Resta da chiedersi perché. Perché vita e lavoro sembrano due lame di forbice destinate ad allontanarsi sempre di più. Ognuno ha la propria spiegazione, spesso vera: la prevalenza della Rete e della vita virtuale; la crisi dei lavori del ceto medio, dal posto in banca alla cattedra di insegnante; l’erosione dei salari e dei diritti. Di sicuro si è esagerato con la precarietà, con questa filosofia per cui il posto fisso è finito per sempre, ogni anno si cambia mestiere, i contratti devono essere flessibili, si fa un tratto di strada con un’impresa o con un gruppo di lavoro e poi si cambia; ma così, accanto a pochi percorsi remunerativi, si crea un’incertezza perenne, si affossa la previdenza, e soprattutto si spezzano i legami che univano il lavoratore a un’azienda e a una comunità.

Forse però è ancora più grave che si sia infranta l’idea che a un merito corrisponda un beneficio. Che studiare, formarsi, impegnarsi consenta di migliorare la propria condizione. Che il lavoro non sia meno importante della rendita, e i soldi si facciano appunto con il lavoro, non solo con altri soldi. Che tra il neoassunto e il manager ci sia un’inevitabile e giusta differenza, ma non l’abisso che separa un paria da un bramino, chi ha un tfr da poche migliaia di euro da chi riceve bonus milionari, magari dopo aver fallito.

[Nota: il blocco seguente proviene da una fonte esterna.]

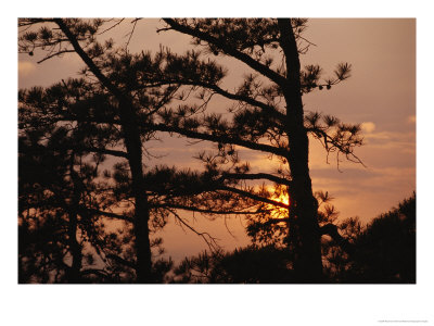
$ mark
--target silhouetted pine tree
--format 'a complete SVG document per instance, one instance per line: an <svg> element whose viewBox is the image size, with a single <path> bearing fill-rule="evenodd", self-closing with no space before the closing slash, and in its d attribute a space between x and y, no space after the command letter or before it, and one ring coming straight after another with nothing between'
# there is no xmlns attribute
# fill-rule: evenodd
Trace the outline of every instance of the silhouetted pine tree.
<svg viewBox="0 0 434 326"><path fill-rule="evenodd" d="M248 173L248 165L237 173L227 173L218 167L212 158L201 156L221 181L221 193L234 193L256 202L258 211L271 204L286 210L284 233L295 256L294 268L302 283L323 280L320 239L324 234L340 236L333 224L320 226L318 201L312 192L308 167L309 141L311 135L322 142L328 153L361 163L354 154L354 148L362 143L358 125L341 123L336 117L320 113L305 114L303 95L314 90L330 89L349 77L350 65L341 63L334 77L320 80L322 70L318 65L299 64L299 54L311 45L302 35L306 20L164 20L167 24L161 30L177 30L193 38L193 42L205 49L204 55L230 57L253 71L241 85L229 91L219 86L220 80L206 83L195 70L197 53L190 60L171 54L171 61L179 68L164 76L165 83L193 85L204 89L204 97L222 96L233 101L229 109L230 120L210 113L203 118L190 117L179 110L166 110L162 122L152 128L173 131L189 138L213 141L218 145L219 155L237 155L242 147L278 158L282 168L275 174ZM191 65L193 63L193 65ZM181 72L191 72L182 75ZM177 72L179 72L177 74ZM213 165L214 164L214 165ZM265 187L255 190L246 180L265 179L277 184L277 195L289 193L290 204L273 200L273 193ZM225 180L240 181L238 187L225 185ZM230 197L230 196L229 196ZM268 210L269 211L269 210ZM255 227L263 231L275 231L272 223L281 224L272 215L254 215L251 231ZM275 220L275 221L272 221ZM261 226L260 226L261 224ZM282 227L280 227L282 229Z"/></svg>

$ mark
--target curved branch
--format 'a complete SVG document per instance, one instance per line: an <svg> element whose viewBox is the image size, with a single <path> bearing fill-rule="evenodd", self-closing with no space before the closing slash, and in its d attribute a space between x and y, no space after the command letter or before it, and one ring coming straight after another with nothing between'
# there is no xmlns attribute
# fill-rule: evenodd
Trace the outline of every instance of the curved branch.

Resta da capire se la voglia di lavorare è come il coraggio secondo don Abbondio, e chi non ce l’ha non se la può dare. O se invece la politica, le aziende, la società, le famiglie, le coscienze individuali sono ancora in grado di risvegliare dentro di noi una scintilla di quell’energia, di quell’orgoglio, di quel gusto del lavoro ben fatto senza cui il nostro Paese è destinato a ridursi a un parco giochi per stranieri, che magari amano l’Italia, ma non rispettano noi italiani.